個人事業主・フリーランスは、国民年金保険料(令和8年度は月17,920円)を自分で納めます。所得が少ない時期や、失業・廃業などで払うのが難しいとき、未納のまま放置するのは禁物です。申請すれば、保険料の「免除」や「納付猶予」が受けられます。仕組みと申請を整理します。
未納のまま放置しない
保険料を未納のままにすると、将来の年金が減るだけでなく、万一のときの障害年金・遺族年金が受けられなくなることもあります。一方、免除や納付猶予を申請して承認されれば、未納とは扱いが変わり、受給資格期間にも算入されます。払えないときは、放置せず申請するのが大切です。申請は、市区町村の国民年金窓口や年金事務所で行います(郵送・電子申請も可)。

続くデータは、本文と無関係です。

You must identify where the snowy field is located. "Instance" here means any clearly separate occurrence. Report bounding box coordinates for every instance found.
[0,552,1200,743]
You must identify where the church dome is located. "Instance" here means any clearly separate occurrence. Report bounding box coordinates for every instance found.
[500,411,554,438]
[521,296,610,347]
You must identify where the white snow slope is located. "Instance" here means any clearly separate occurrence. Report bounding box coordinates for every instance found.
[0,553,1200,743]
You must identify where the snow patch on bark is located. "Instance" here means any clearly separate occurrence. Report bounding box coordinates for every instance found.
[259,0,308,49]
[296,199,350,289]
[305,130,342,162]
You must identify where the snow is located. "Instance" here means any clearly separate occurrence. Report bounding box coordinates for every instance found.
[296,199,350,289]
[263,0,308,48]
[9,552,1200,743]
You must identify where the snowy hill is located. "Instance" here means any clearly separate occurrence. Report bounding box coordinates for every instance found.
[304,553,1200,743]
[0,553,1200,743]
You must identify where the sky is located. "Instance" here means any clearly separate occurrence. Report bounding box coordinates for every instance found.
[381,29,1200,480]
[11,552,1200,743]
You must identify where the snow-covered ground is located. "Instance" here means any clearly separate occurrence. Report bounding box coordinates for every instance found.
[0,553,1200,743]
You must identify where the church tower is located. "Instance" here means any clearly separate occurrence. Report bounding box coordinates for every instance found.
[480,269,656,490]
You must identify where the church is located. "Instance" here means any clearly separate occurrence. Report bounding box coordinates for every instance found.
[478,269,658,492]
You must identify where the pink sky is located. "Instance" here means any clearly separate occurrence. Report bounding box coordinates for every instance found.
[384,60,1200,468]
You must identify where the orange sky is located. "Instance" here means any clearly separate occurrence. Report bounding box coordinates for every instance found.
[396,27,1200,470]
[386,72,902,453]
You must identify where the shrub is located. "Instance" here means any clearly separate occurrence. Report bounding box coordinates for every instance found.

さかのぼって申請することもできます。
免除(全額・一部)
本人・配偶者・世帯主の所得が一定以下の場合、保険料が免除されます。免除には、全額免除と、一部免除(4分の3免除・半額免除・4分の1免除)があります。失業・廃業・倒産などのときは、特例として前年所得を審査から除いて判定されるため、免除が受けやすくなります。
納付猶予(50歳未満)
納付猶予は、50歳未満の人が対象で、本人と配偶者の所得が一定以下の場合に、保険料の納付が猶予されます(世帯主の所得は問われません)。実家暮らしなどで世帯主の所得が高く免除を受けにくい場合でも、猶予なら使えることがあります。
年金額への影響・追納
免除は年金に半分反映/猶予は反映なし:全額免除の期間は、将来の老齢基礎年金が満額の2分の1で計算されます(国庫負担分が反映されるため)。一方、納付猶予の期間は、年金額には反映されません(受給資格期間にはカウント)。いずれも、後から「追納」(原則10年以内)すれば、満額に近づけられます。余裕が出たら追納を検討しましょう。追納した保険料は、社会保険料控除として全額が所得控除になります。
まとめ
- 国民年金保険料が払えないときは、未納放置せず免除・納付猶予を申請する。
- 免除(全額・一部)は本人・配偶者・世帯主の所得で審査。失業・廃業は特例で受けやすい。
- 納付猶予は50歳未満・本人と配偶者の所得で審査(世帯主は不問)。
- 全額免除は年金が満額の1/2、猶予は反映なし。追納(10年以内)で満額に近づけられる。